Alright I'm sure I'm missing something aside from the monitor and speakers. I need some suggestions on what else I should get and ect. 

Let's see the grand total with the cheap but decent RAM is:$995.80 If I get 4 sticks of RAM...

um, you know what, the other RAM is a freaking rip off, I'm not even going to bother to calculate it. 

At any rate it all might be cheaper 80 bucks if I don't have to buy the OS...

Let's see, I'm sure I need something else I just can't put my finger on it... ???

Heatsyncs? fans? cooling fluid? ... theres got to be something I forgot and if I diden't then I did better than I thought I did.


----------



## Sarkast (Sep 12, 2004)

"Cas Latency: 2-2-2-5(is that a big deal?)"
"....If I get 4 sticks of RAM"

The lower the latency the faster your RAM - the better the performance. I dont quite understand why you want to go with 4 sticks though. Unless you already know you'll be using extremely memory intensive programs you'll probably see better performance by going with 1Gb - and spend the 100$+ you save on a faster gfx card or CPU.

"Power Supply: RAIDMAX 420W ATX 12V(will it be enough for everything I'm planning to get?)"

NO. Its a case PSU - means the cheapest &^%$ they can find. Unless its a brand name case like TT etc and you get a brand name PSU with it - that "420W" PSU is probably a 250W with jacked up numbers. There is no law against advertising a PSU that way - they can pretty much put any number on that thing they want.
You intend to spend 1000$ on a PC - why save 50$ where its most important NOT to save ? Again - i'd go with 1Gb and a decent 500W Antec or Enermax instead of 2Gb RAM and a crappo PSU that'll just make sure you'll be back in here in a few weeks wondering why your system doesnt boot or runs instabil.

"***HD***
$98.99(is it a decent deal or what?)"

I'd look around real fast if any other store has a rebate offer going right now. Maybe you dont like rebates - but i do. I got them all in the past - and also on a WD drive. Got it for 40$ when it was 90$ everywhere else.
Just an idea though. 

Other than that... things should be fine.
I dont think that Socket 775 will ever get freakishly fast though... the 775 prescotts right now pretty much max out at 3.8Ghz. The coming dual core P4s will need a new socket (well Socket 775 is supposably adaptable to dual core but new mobos will be needed). I have to admit i dont know if the new 65nm CPUs will fit on 775 - doubt it somehow. Somehow it seems 775 doesnt offer much upgradeability when it comes to CPU or RAM in the future... but if you want PCI-X its the way to go right now.


----------



## toxict3arz (Oct 12, 2004)

WAIT TIME OUT

i spent about the same amount that your going to spend on my computer and well i regret it i shouldve gone all out at once instead of getting a decent one and upgrading it ... so go all out at once 
also dont go prescott speaking from experience its very limited to wat you are allowed to do ..


----------



## Sarkast (Sep 12, 2004)

"also dont go prescott speaking from experience its very limited to wat you are allowed to do .."

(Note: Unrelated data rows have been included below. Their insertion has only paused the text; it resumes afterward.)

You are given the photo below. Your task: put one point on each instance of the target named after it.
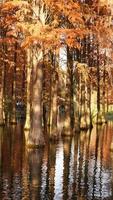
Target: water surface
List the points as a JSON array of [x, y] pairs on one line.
[[79, 167]]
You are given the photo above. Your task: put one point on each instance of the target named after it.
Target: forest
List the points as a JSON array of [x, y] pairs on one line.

Whats the deal with you and Prescotts ??? There are no limits to a Prescott. Besides - he wants Socket 775 - there are no Northwoods for this Socket.


----------



## FALLOUTGOD (Mar 8, 2005)

Alright, I decided to get this sexy thing insted of the RAIDMAX... 
http://www.newegg.com/app/ViewProductDesc.asp?description=11-133-138&depa=0

I got one question though, does my cheap ram of choice even match up with my mobo???


----------



## Sarkast (Sep 12, 2004)

Not to be disappointing - but the PSU in that case has less juice than my 36$ TT. If i was you (obviously concious about how much to spend) i'd rather get a cheap(er) case and put a nice 500W PSU in it. I mean that TT case is nice... but 150$ even though you might have to switch PSU again ???

About the RAM - i think mushkin is an alright company. See if the board you are looking at has a list of "approved memory". If the RAM you want to get isnt on it it might work - and it might not. As for slot compatibility - incase thats what you meant - it will fit on the board.


----------



## FALLOUTGOD (Mar 8, 2005)

Thanks, so what case and PSU would you recommend then?


----------



## Sarkast (Sep 12, 2004)

Mmm the case... isnt that something you need to like ??? LOL

When i looked for a case there were 2 main criteria for me:

1) It has to please my eye. No aliens, minotaurs, middle age warrior or otherwise silly looking boxes. :winkgrin: 
I didnt want the beige box but i didnt want to be the neighboorhoods laughingstock either.

2) I wanted one in which i can add a front 120mm fan and a 120mm exhaust.
The reason for that - my PC sits on my desk and i cant stand noise. So i knew ahead that i'd turn down the fans with a fan controller to eliminate as much noise as possible. And a 120mm fan at 5V is a lot quieter than an 80mm fan and still pushes more air. 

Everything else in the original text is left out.